I have no problem with doctors asking if someone is having problems in life or any problems with their mental health. It is when they do not accept the answer that I get angry. Too often saying "no" is taken to mean the patient is in denial so is "expressing emotional problems as physical symptoms".
 
This is consistent with my own experiences. When a patient has multiple vague symptoms, they get psychological suspicions. In my country, there is also a course or training that is offered to many practitioners. It is called "psychosomatic training". I wonder what they get trained there. Probably how to recognize certain trigger keywords and how to ask the patient things that ultimately make them a "psychosomatic case". IMHO, this training should be prohibited. I guess their basis is a mix of homeopathy research and the research as how you can find it in the CFS field.
 
Like I said: false attribution syndrome.

No one seems to ask the question of whether this is of any use whatsoever, it's simply assumed to be. It clearly isn't useful other than as an excuse not to do their job, hence why the awkward question isn't asked.

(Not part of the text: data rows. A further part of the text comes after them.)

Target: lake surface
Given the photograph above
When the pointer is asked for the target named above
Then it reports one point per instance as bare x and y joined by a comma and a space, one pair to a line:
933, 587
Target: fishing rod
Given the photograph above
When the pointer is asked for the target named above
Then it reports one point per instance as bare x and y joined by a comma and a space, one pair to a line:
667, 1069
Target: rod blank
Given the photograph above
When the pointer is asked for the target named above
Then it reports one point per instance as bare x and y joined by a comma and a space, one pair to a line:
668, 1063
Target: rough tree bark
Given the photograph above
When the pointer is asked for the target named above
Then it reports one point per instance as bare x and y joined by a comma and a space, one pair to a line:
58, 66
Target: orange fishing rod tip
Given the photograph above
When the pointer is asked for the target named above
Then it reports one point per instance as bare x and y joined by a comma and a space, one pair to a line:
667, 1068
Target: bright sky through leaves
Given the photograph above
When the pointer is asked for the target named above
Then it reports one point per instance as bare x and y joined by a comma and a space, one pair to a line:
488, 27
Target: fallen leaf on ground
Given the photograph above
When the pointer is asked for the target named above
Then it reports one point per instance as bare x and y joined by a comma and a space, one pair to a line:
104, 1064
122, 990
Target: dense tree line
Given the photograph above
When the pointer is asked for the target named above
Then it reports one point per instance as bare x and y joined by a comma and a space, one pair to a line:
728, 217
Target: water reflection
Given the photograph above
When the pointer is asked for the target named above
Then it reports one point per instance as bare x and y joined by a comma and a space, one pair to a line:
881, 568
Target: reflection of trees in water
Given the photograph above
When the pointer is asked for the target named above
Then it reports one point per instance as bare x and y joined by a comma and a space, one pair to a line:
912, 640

By questioning patients whether their symptoms may have psychosocial causes GPs enabled symptom explanations to be constructed collaboratively
A few words could be swapped and this could describe the process by which fortune tellers "collaboratively" build a narrative with their client, "personalized" of course. There is no reason to believe this is a useful process when all it does is falsely ascribe cause to something that isn't even relevant.